To make an Advising Appointment sign in to your MyUWF, find the SSC Campus tool and follow these instructions.
How do you know who to see about a specific question or advising need?
Advising within the department is divided into three main functions: advising for course selection/registration/hold removal; complex advising situations; and advising for long-term and career planning.
If you are a B.A. Psychology student, your advisor is Diana Robinson. She can be contacted via email (firstname.lastname@example.org) or phone (850) 474-2354.
If you are a B.S. Psychology student, your advisor is Susan Drahos. She can be reached via email (email@example.com) or phone (850) 473-7757.
Our Advisors can answer many of the questions that students face as they work to achieve their major or minor in Psychology. Topics frequently covered include:
- Understanding your degree audit
- Developing a class schedule
- Hold Removal
- Registering online
- Selecting classes based on a student's interests
- Understanding course descriptions
- Understanding course requirements
- Psychology major requirements
- Psychology minor requirements
- Important dates and deadlines
- Academic Probation or Suspension
- Veteran’s Affairs Course Authorizations
- Military Degree Plans
- Course Substitutions
- Dual or Double Majors
- Course Waiting Lists
- Graduation Applications
Our Faculty can answer many of the questions concerning research and service related-applied learning, graduate school and career opportunities. Topics frequently covered include:
- How to find out about research opportunities and what is involved in registering for directed study
- What is required in completing a service learning or field study
- How to get the most out of your academic major
- How to prepare for graduate school
- How to find the best career opportunity
It is especially important for Sophomore and Transfer students to make a connection with either the APCs or our Coordinator in the first semester on campus so that we can get to know you and help you make the most of your academic program as a Psychology major or minor.

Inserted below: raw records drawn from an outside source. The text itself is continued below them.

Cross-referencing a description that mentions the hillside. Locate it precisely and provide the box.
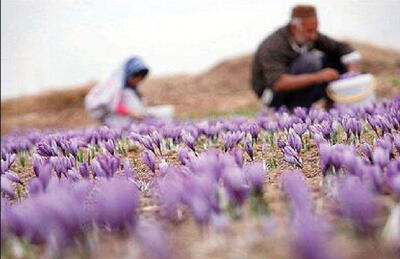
[1,43,400,134]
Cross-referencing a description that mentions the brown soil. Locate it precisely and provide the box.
[1,43,400,134]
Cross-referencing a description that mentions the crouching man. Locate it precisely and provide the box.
[251,5,361,109]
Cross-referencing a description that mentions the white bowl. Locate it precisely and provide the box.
[327,74,376,106]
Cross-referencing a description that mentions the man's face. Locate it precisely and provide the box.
[294,17,318,44]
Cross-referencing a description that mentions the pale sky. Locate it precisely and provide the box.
[1,0,400,98]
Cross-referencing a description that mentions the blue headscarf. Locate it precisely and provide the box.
[124,57,149,87]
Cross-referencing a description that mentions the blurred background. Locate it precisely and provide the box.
[1,0,400,99]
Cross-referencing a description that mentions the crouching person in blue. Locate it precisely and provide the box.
[251,5,361,109]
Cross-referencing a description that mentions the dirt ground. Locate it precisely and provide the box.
[1,43,400,259]
[1,43,400,135]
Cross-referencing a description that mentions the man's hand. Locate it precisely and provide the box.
[316,68,339,82]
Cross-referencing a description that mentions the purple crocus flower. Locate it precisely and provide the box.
[103,139,115,155]
[288,131,302,153]
[1,154,17,174]
[139,136,155,153]
[38,160,52,188]
[360,143,373,162]
[338,176,378,232]
[1,175,15,199]
[229,147,243,167]
[393,134,400,153]
[50,156,74,178]
[278,138,286,149]
[78,162,90,178]
[141,151,156,175]
[92,154,121,177]
[28,178,44,196]
[283,146,303,168]
[178,147,192,165]
[122,158,134,178]
[181,131,196,152]
[372,147,389,168]
[312,132,328,147]
[244,140,254,161]
[67,168,80,182]
[150,130,161,152]
[4,171,22,184]
[292,122,308,137]
[223,131,245,151]
[249,123,260,142]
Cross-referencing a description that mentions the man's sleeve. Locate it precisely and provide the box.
[316,33,361,64]
[260,49,288,92]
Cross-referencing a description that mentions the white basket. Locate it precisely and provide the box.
[327,74,376,107]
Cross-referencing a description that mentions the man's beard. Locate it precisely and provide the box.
[294,35,312,46]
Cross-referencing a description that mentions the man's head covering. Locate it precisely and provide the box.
[125,57,149,78]
[291,5,317,19]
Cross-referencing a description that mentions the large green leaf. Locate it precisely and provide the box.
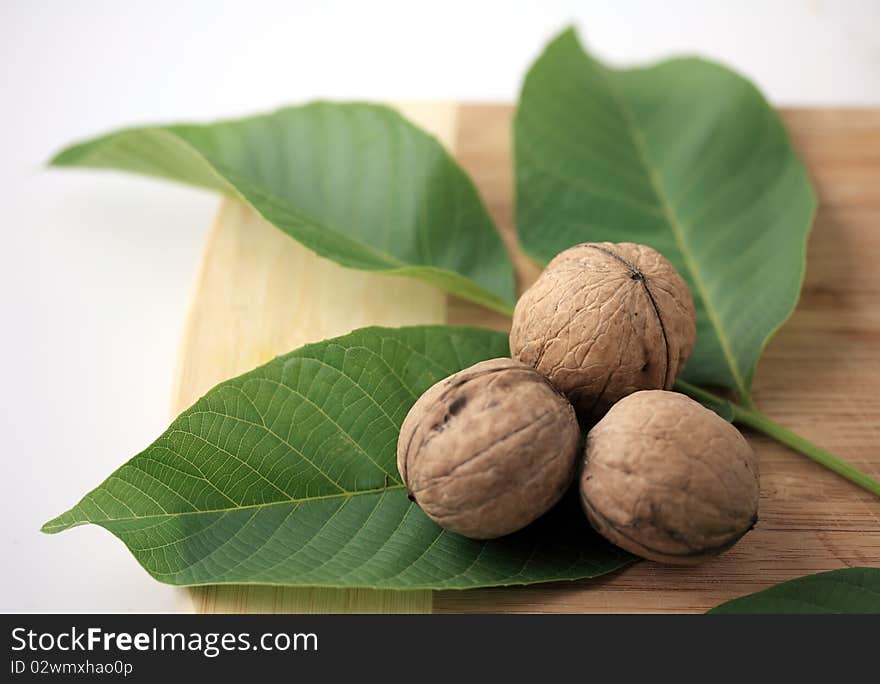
[515,30,815,400]
[709,568,880,614]
[43,326,630,589]
[52,102,514,313]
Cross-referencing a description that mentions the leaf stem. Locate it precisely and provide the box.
[675,380,880,497]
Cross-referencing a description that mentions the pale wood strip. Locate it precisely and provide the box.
[172,103,457,613]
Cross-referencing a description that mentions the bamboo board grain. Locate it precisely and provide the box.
[175,105,880,613]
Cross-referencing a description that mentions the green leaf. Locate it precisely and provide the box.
[51,102,514,313]
[709,568,880,615]
[43,326,630,589]
[515,30,815,402]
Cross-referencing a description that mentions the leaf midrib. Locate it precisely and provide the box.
[43,484,404,532]
[597,65,750,403]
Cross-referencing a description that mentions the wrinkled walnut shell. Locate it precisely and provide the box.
[580,390,758,565]
[397,359,580,539]
[510,242,696,418]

How do I get the most out of Academic Advising?
Our primary goal is to help undergraduate students with matters pertaining to academic progress and future career goals. Each student is responsible for understanding University, College and Department requirements. It is a good idea to visit with an advisor at least once a semester to ensure you are on track and taking appropriate coursework to obtain your academic goals. Time is always limited for both the student and the advisor, so below are some recommendations to prepare for an advising meeting. Before going to your meeting you might also check our Advising FAQs to see if your questions are listed there.

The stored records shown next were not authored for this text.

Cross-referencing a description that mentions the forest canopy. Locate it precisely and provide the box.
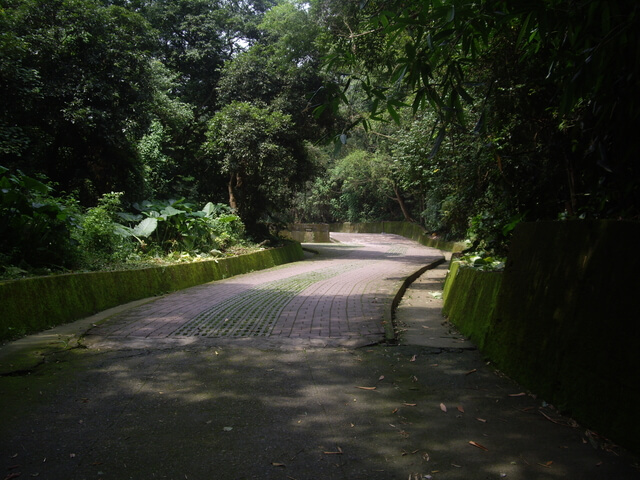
[0,0,640,270]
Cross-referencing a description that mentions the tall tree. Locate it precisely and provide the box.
[205,102,309,236]
[0,0,185,201]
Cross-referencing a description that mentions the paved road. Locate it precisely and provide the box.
[88,233,442,346]
[0,234,640,480]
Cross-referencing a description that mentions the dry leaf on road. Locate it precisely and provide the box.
[469,440,489,452]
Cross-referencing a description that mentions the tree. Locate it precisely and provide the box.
[0,0,186,203]
[204,102,310,236]
[318,0,640,246]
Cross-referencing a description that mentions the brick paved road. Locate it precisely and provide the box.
[88,233,442,344]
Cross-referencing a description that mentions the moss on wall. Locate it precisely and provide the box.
[442,262,502,350]
[0,243,304,341]
[329,222,467,252]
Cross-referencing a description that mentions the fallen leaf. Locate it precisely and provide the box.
[469,440,489,452]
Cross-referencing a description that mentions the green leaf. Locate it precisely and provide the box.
[387,103,400,125]
[447,5,456,23]
[160,206,185,218]
[133,218,158,237]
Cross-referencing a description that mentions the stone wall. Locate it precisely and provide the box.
[283,223,331,243]
[0,243,304,341]
[445,221,640,452]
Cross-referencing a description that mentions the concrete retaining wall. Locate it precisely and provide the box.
[329,222,467,252]
[280,223,331,243]
[0,243,304,341]
[445,221,640,452]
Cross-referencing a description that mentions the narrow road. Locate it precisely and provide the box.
[0,234,640,480]
[88,233,442,346]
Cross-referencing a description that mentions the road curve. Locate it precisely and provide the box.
[86,233,442,346]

- Review the major degree requirements. Review your SASS audit prior to your appointment and bring a copy with you to discuss any questions or concerns. Highlight areas that need clarification.
- Have your questions ready. We can best help you when you know why you need to meet with us.
- Bring any forms or additional paperwork with you. We cannot fill out forms or sign if you do not have them, nor can we make recommendations without background information.
- Evaluate your academic and career goals. Knowing what you want in the future can help the advisor lead you to the correct theory or applied course work. Your advisor can also assess the courses you are taking or recommend options for you to consider.
- Take responsibility. It is up to you to follow through on the information and resources provided to you, including scheduling courses, meeting with other departments like Career Services, the Writing Lab, the John C. Pace library and others.